Now more federal courts are approving searches of home PCs for evidence in civil cases. But it isn't easy drawing limits around a vast digital pool of data, and even safeguards put in place by a federal judge can fall apart as a legal battle speeds up or heats up.

Swamped by the files unearthed from just the first few computers in its search, Northwest complained to one judge that printing each document found inside the workers' PCs would amass a paper pile five times as tall as the Washington Monument, which stands 555 feet.

In the unresolved dispute, both sides have been caught off-guard by the magnitude of the data haul. And so, apparently, were the two presiding judges and Northwest's investigative consultant, Ernst & Young, whose cutting-edge computer-forensics lab is run by the former chief of computer-crime investigations for the U.S. Air Force.

The latest technology makes it easy to extract most deleted files, fragments of Web searches and a host of other data from a PC. Deep in the recesses of the hard drive (the massive repository sometimes heard groaning as a computer starts up) are untold numbers of documents and records of digital actions that many computer owners believe had long since vanished into the ether: forgotten drafts of notes never sent, deleted e-mail, Web pages visited by the owner or anyone who happened to tap the keys.

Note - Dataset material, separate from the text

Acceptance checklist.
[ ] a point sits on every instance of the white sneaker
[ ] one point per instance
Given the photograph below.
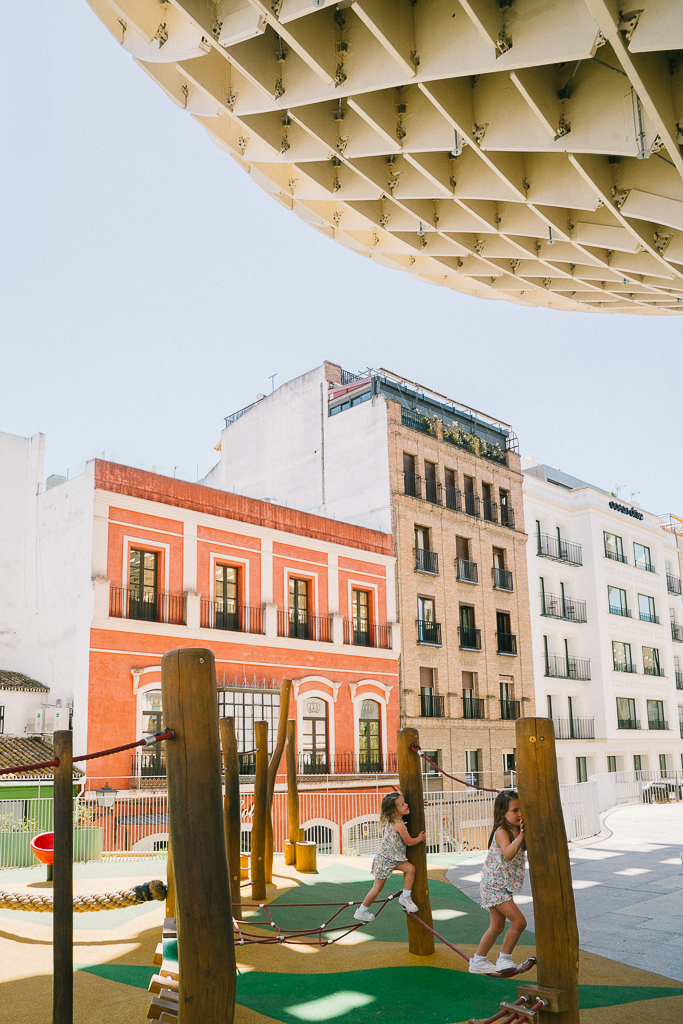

Almost everything is kept somewhere on the hard drive. Not until there is no nook or cranny left on it do the deleted files typically get overwritten. And many computers never reach that point. The "C" drive of Reeve's four-year-old computer had 4.36 gigabytes of memory, capable of storing more than a dozen sets of the 32-volume Encyclopaedia Britannica. He believes the drive wasn't full.

'I didn't know your company could wholeheartedly ransack your computer.'|Ted Reeve, Northwest Airlines flight attendant Reeve and Kevin Griffin, a Honolulu-based flight attendant, accuse Northwest in documents filed with the court of launching a "fishing expedition" that violated their privacy. Trying to wade through an ocean of documents under a fast-track discovery order, their lawyers say in a statement that they were forced to turn over "hundreds or even thousands of pages" that were irrelevant to the order. Northwest said it had no interest in the personal correspondence and files of its workers, but it was entitled to any evidence related to a sick-out conspiracy.

The story of Reeve and his disemboweled desktop began as the past century closed. The final weekend of 1999 was brutal for Northwest schedulers. Between Dec. 30 and Jan. 2, anywhere from 932 to 1,042 flight attendants called in sick every day, nearly double the number of the same weekend in 1998, according to the suit Northwest filed in U.S. District Court in St. Paul, Minn., in early January. The airline and its 11,000 flight attendants have been locked in a contract dispute stretching back to 1996. Even by scrambling to shift crews around, and calling on a pool of reserves, Northwest still couldn't get 317 planes in the air.

Northwest was convinced that the sharp increase in absenteeism was an orchestrated protest campaign by the flight attendants' union, the Teamsters Local 2000. For weeks leading up to the weekend, Northwest had been watching anonymous postings on the local's own Web pages and elsewhere. Griffin and Reeve each ran personal Web sites concerned with union matters.

Northwest's suit cited one anonymous message that appeared on Griffin's site Dec. 8. "While not sanctioned by the union," the message said, "a sick-out en masse is one way the company will be convinced that we are serious about an industry-leading contract." Northwest asked the court to grant a restraining order to prevent the union from future disruption of flight operations. Weighing the interests of the flying public, the court complied.

The flight attendants named in the suit denied fomenting any illegal work disruption. "Trust me, I thought about calling in," Reeve said. "I think a lot of people were frustrated and took matters into their own hands."